If he were the man buried in Moonville Cemetery, he sure never went by the name Lewis. Neither the stone nor civil war database gives that name.

But if this man, hobbled by his “discharged for disability” in Virginia in 1862, decided to travel north 100 miles to his brother Samuel in Moonville rather than at least 700 miles to his home of Windsor, CT., it would seem reasonable. His decision to travel to Ohio rather than return home would also explain why his history was left “untraced.”

The more I looked into Moonville in trying to find the explanation for its decline, the more research took me in a different direction. Searching for southern Ohio environmentalism of the 19th century led to a nightlong quest of finding Wellington Coe as I dug through pages of family records, civil war databases and tried to piece together this historical jigsaw puzzle.

What I thought was the story, the rise and fall of a ghost town in the Hanging Rock Iron Region, turned out to be much more, an expansive search and understanding of our geographic history.

My unquenchable thirst for the truth revealed an unbelievable, historical domino effect.

As I’d learn, Moonville may have been a product of the same theme of unintended consequences.


How, perhaps, did one man unwittingly transform the United States?

Samuel Coe, new to southeastern Ohio, wanted his Zaleski Forest farm to provide for his wife and three children. But his land’s coal and clay got in the way, so a lucrative deal with a railroad company, so he thought, would solve everything.

Suddenly, with the addition of a rail line through the area, towns like Moonville sprung up like iron ore being mined to the surface. Iron furnaces were being built everywhere in the region, and with rail traffic increasing, demand for the area’s resources grew as well.

Then came the nation’s Civil War. Hanging Rock iron makers provided resources during the war for canons and other military equipment, according to the Ohio Historical Markers Committee.

And who used such equipment? The Union Army, the one Samuel’s brother Wellington may have served under in the Ohio 30th infantry, which won the Civil War and dramatically changed our nation’s history.

By the early 1900s, coal mines around Moonville were drying up. The war was over, the mines began to close, and the industry demand lessened significantly, according to OES.

Hope Furnace had been closed since 1874, and by 1916 the Hanging Rock Iron Region industry was dead.

Samuel Coe died in 1883, never knowing that soon, the village of Moonville he created through his farm, would reach its end.

The last family moved away in 1947. Only the tunnel, cemetery and the occasional ghost story remain.

If a ghost town disappears in the forest, does it make a sound?

The history lies somewhere deep in Zaleski Forest. With nothing else left, perhaps it exists mainly in our fantasies.

I’ll return someday for a third trip to the Moonville tunnel, and maybe I’ll even see a ghost or two.

The darkness of the tunnel surrounded me, even with up daylight ahead. I thought I had figured the story out, when in reality the mystery had its grips on me the whole time.

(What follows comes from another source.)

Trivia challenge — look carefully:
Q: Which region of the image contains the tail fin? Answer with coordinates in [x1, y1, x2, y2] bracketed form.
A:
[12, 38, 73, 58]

In that sense, Moonville truly is haunted.

This trip, a cold, February journey into the forest, I walked back out the tunnel as the darkness hastily settled over Vinton County. A now-filled creek forced me through the forest towards Moonville, as if I were heading home after a long day at the furnace.

Trudging through the path alongside Raccoon Creek, I noticed footsteps lying below me in the mud.

Either they belonged to fellow tourists, or a tired villager on his way back from the mines.